The verdict has taken effect.

The girl, who was granted Czech asylum in 2011, said the hijab ban indirectly discriminated against her in her access to education and a free choice of profession. The school previously called the case absurd.

“According to the appeals court, the complainant does not have the right to wear a scarf as a manifestation of religious belief without any restrictions on the premises of a public school that must be a neutral environment,” the judge Jan Klasterka said.

There is the right to manifest one’s religious belief, but also the right to have no religion and no religious symbols and not to view anything as a religious symbol, he said.

Klasterka said the girl was not discriminated against. She in fact called for the protection of her positive discrimination or the right to have her head covered, while other students do not have this right.

To reject an exemption from the school rules and from the general practice in the Czech Republic is no discrimination, he said. The duty to tolerate religious symbols is not anchored in the Czech legislation, Klasterka said.

Given the small number of Muslims living in the Czech Republic, there has been no need to legally define the wearing of the Muslim scarf until now, he said.

He said the Czech situation is similar to that in France 30 years ago when France dealt with only few such cases, but after their number increased to thousands, a French law was passed to deal with the situation.

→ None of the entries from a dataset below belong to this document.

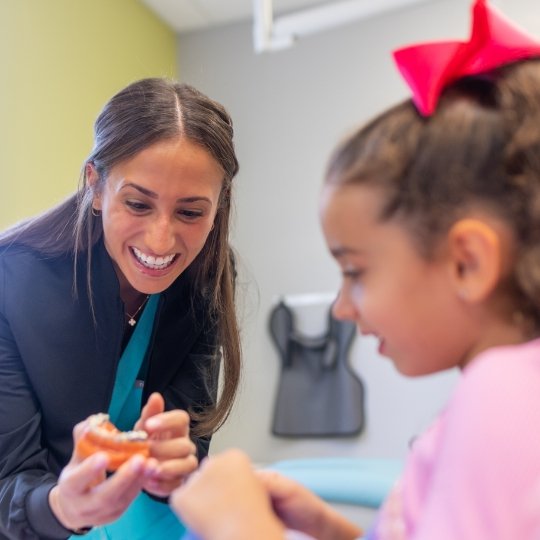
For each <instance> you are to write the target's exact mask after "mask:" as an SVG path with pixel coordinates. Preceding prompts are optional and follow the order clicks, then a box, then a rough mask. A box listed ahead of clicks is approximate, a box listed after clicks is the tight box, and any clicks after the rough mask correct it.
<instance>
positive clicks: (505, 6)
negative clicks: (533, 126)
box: [141, 0, 540, 36]
mask: <svg viewBox="0 0 540 540" xmlns="http://www.w3.org/2000/svg"><path fill="white" fill-rule="evenodd" d="M141 1H142V2H143V3H144V4H145V5H146V6H148V7H149V8H150V9H151V10H152V11H154V12H155V13H156V14H157V15H158V16H159V17H160V18H161V19H162V20H163V21H165V22H166V23H167V24H168V25H169V26H170V27H171V28H173V29H174V30H175V31H176V32H177V33H179V34H182V33H185V32H191V31H194V30H201V29H205V28H212V27H216V26H221V25H226V24H231V23H234V22H239V21H247V20H253V3H254V0H141ZM415 1H417V2H420V1H422V0H356V3H357V4H358V3H361V4H364V5H365V6H366V8H367V9H368V10H371V11H376V10H377V9H378V8H379V7H380V8H382V7H383V5H387V6H390V5H391V6H393V7H395V8H397V7H400V6H407V5H409V4H412V3H414V2H415ZM424 1H426V2H427V1H435V0H424ZM469 1H470V2H471V5H472V2H473V0H469ZM333 3H336V4H347V3H351V4H352V3H355V2H354V0H341V1H338V0H326V1H324V0H273V14H274V17H276V16H279V15H283V14H288V13H291V12H294V11H299V10H302V9H303V8H311V7H315V6H331V5H332V4H333ZM490 3H491V4H492V5H494V6H496V7H498V8H499V9H501V10H502V11H503V12H504V13H505V14H506V15H507V16H508V17H510V18H511V19H512V20H513V21H515V22H517V23H518V24H520V25H522V26H523V27H524V28H526V29H527V30H529V31H530V32H532V33H533V34H534V35H537V36H538V35H540V5H539V1H538V0H490ZM381 11H382V9H381Z"/></svg>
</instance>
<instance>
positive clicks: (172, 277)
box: [0, 79, 240, 538]
mask: <svg viewBox="0 0 540 540" xmlns="http://www.w3.org/2000/svg"><path fill="white" fill-rule="evenodd" d="M232 137H233V128H232V122H231V119H230V117H229V116H228V114H227V112H226V111H225V110H224V109H223V107H222V106H221V105H220V104H218V103H216V102H215V101H212V100H211V99H209V98H208V97H206V96H204V95H203V94H201V93H200V92H198V91H197V90H195V89H194V88H192V87H190V86H188V85H185V84H178V83H174V82H172V81H167V80H164V79H145V80H141V81H138V82H135V83H133V84H131V85H129V86H128V87H127V88H125V89H123V90H122V91H120V92H119V93H118V94H116V95H115V96H114V97H113V98H112V99H111V100H110V101H109V102H108V103H107V104H106V105H105V107H104V109H103V110H102V112H101V113H100V115H99V116H98V118H97V121H96V123H95V144H94V148H93V150H92V153H91V154H90V156H89V158H88V159H87V160H86V162H85V164H84V168H83V174H82V182H81V184H82V185H81V188H80V189H79V191H78V192H77V193H76V194H74V195H73V196H71V197H69V198H68V199H67V200H66V201H65V202H63V203H62V204H60V205H59V206H57V207H55V208H53V209H51V210H49V211H47V212H45V213H44V214H43V215H41V216H38V217H36V218H33V219H30V220H28V221H25V222H23V223H22V224H19V225H16V226H14V227H13V228H11V229H9V230H8V231H6V232H5V233H3V234H2V235H1V236H0V433H1V435H0V471H1V475H0V500H1V503H0V537H2V538H67V537H69V536H70V535H72V534H87V533H88V532H89V531H90V530H91V529H92V526H94V527H95V526H98V525H99V526H105V528H104V527H100V528H99V529H100V531H98V532H96V529H94V532H90V533H89V536H92V535H93V534H94V535H96V538H97V537H101V536H100V534H103V533H106V534H104V537H107V538H128V537H129V538H136V537H137V536H136V535H138V536H139V537H141V538H151V537H152V536H151V535H152V534H153V535H155V536H156V537H157V538H159V537H162V535H160V533H159V530H160V529H159V526H157V525H155V521H156V520H161V523H162V524H164V526H167V524H168V523H174V522H175V521H176V520H175V518H174V516H173V515H172V513H171V512H170V511H169V510H168V507H167V505H166V504H163V502H164V501H166V498H167V497H168V495H169V494H170V492H171V491H172V490H173V489H174V488H175V487H177V486H178V485H180V484H181V483H182V480H183V478H184V477H185V475H187V474H189V473H190V472H192V471H193V470H194V469H195V468H196V466H197V460H198V459H201V458H202V457H204V456H205V455H206V454H207V452H208V445H209V440H210V435H211V434H212V433H213V432H214V431H215V430H216V429H217V428H218V427H219V426H220V425H221V424H222V423H223V421H224V420H225V419H226V417H227V415H228V412H229V410H230V407H231V404H232V401H233V398H234V395H235V391H236V387H237V384H238V379H239V370H240V347H239V337H238V328H237V322H236V316H235V310H234V304H233V281H234V269H233V260H232V256H231V251H230V247H229V244H228V233H229V214H230V206H231V186H232V179H233V177H234V176H235V174H236V172H237V171H238V162H237V159H236V156H235V152H234V146H233V140H232ZM221 355H222V356H223V366H224V368H223V369H224V372H223V385H222V386H223V388H222V390H221V394H220V399H219V400H217V381H218V374H219V364H220V357H221ZM143 405H144V407H143ZM186 411H187V413H186ZM98 412H108V413H109V415H110V417H111V420H113V422H114V423H116V425H117V426H118V427H119V428H120V429H123V430H130V429H133V428H135V429H144V430H145V431H146V432H147V433H148V434H149V439H150V458H148V459H143V458H142V457H141V456H135V457H133V458H131V460H129V461H128V462H127V463H125V464H124V465H122V466H121V467H120V468H119V469H118V470H117V471H116V472H115V474H114V475H107V472H106V471H107V466H108V457H107V455H106V454H104V453H102V452H101V453H97V454H95V455H93V456H91V457H89V458H87V459H82V458H81V457H80V456H79V455H77V453H74V452H73V448H74V442H76V441H77V440H78V439H79V438H80V436H81V434H82V433H84V432H85V430H87V429H88V422H83V420H85V419H86V418H87V417H89V416H90V415H92V414H95V413H98ZM74 426H76V428H75V429H73V428H74ZM190 428H191V433H190ZM72 432H73V436H72ZM190 437H191V439H190ZM126 510H127V511H126ZM169 515H170V516H171V521H170V522H169V521H168V520H169ZM140 518H144V519H145V520H146V521H147V522H146V523H140ZM130 527H131V529H130ZM176 527H179V525H176ZM170 532H173V533H174V531H170ZM170 532H169V534H170Z"/></svg>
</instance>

The Somali did not take part in the court proceedings, but dozens of Czech opponents of Islam and migrants arrived to hear the verdict. The judge let the door of the full courtroom open when he issued the verdict so that all who gathered in the corridor could hear him. In reaction to the verdict, the crowd clapped hands and sang the national anthem.

“I am glad that the court did not avoid this crucial question, but I certainly do not share its conclusion,” the girl’s lawyer Radka Korbelova Dohnalova told journalists.

She said she would be considering taking further legal steps.

A petition for an appellate review may be filed to the Supreme Court in this case.

The lower-level court did not deal with the wearing of hijab at all and it rejected the girl’s complaint based on the fact that she formally did not become a student of the school.

Ayan Yamaal Ahmednuur said she had withdrawn from the school because the head teacher’s ban prevented her from wearing hijab even during theory lessons, though originally she agreed with the school on taking her hijab off during the practical exercises of student nurses only. She said the school even did not allow her to cover her neck at least during the lessons.

The Czech ombudsman supported the girl then.

The school insisted that each school has the right to set the rules of clothing and restrict the religious freedom, also in order to ensure the safety of students and the preservation of a secular school system.

Ahmednuur’s lawyer, nevertheless, pointed out that expressions of faith can be restricted by law only, not by lower-level directives such as a school.

The school also said Ahmednuur failed to produce a Czech residence permit, which was required for her admission to studies and which she previously promised to submit, before the start of the 2013/14 school year.